© Teatro delle Bambole
© Teatro delle Bambole

Teatro delle Bambole nasce a Bari nel 2003 con la provocazione (in) formale di dare spazio alle voci dell’Arte attraverso lo studio e lo sviluppo di un Nuovo Metodo di Approccio all’Arte Drammatica.
Inizialmente come Manifesto Culturale, Teatro delle Bambole si ispira al lavoro sul suono di Gisela Rhomert (al Metodo Funzionale del Lichtenberg® Institut) e al Teatro delle Orge dell’artista austriaco Hermann Nitsch, uno dei massimi esponenti del Wiener Aktionismus (Azionismo viennese).
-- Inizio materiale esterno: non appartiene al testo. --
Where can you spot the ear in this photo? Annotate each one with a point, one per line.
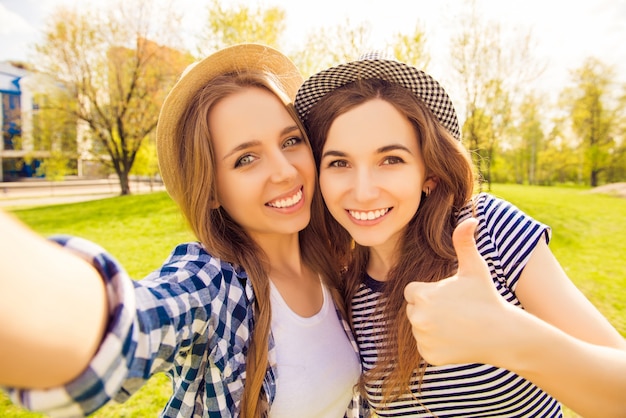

Il fondatore e ideatore è l’attore e regista Andrea Cramarossa che, dopo 4 anni di intensi studi personali nell’ambito soprattutto della ricerca vocale, del suono e della voce applicata al canto e al parlato (sul rapporto tra suono e corpo, voce e persona, musica e personaggio), teorizza in via sperimentale un approccio all’arte drammatica mediante l’uso e la conoscenza del suono.
Il Nuovo Metodo di Approccio all’Arte Drammatica è in continua evoluzione ed è aperto a contaminazioni e agli incontri che la vita di per sé regala.


© Cooperativa Verderame
© Cooperativa Verderame

La sede operativa del Teatro delle Bambole è Masseria Carrara, un’antica masseria fortificata di fine settecento perfettamente conservata situata nella Zona Industriale tra Bari e Modugno.
La Masseria è sede di un Centro di Educazione Ambientale che svolge molteplici attività per diverse utenze (bambini, adulti, anziani, diversamente abili) ed è gestita dalla cooperativa Verderame convenzionata con il WWF Italia per la progettazione e la realizzazione di attività di Educazione Ambientale.
Oltre alla struttura (su due piani con due ampi saloni e otto stanze; tetto agibile ed accessibile) la Masseria ha un ampio parco di pertinenza (circa 22.000 mq) con annessi una stalla e una chiesa (consacrata) perfettamente conservati e coevi della Masseria.
Il Parco è rappresentato da un imponente uliveto composto da diverse varietà di ulivi di notevoli dimensioni a cui si alternano alberi da frutto ormai di rispettabile età (fichi, gelsi, melograni, carrubi); inoltre è stato arricchito da numerosi esemplari di varietà antiche di melo e pero, ma anche sorbo, nespolo invernale ormai rari. E poi ancora: allori, oleandri, mirti, viburni e alcuni arbusti autoctoni come il lentisco e la flomide.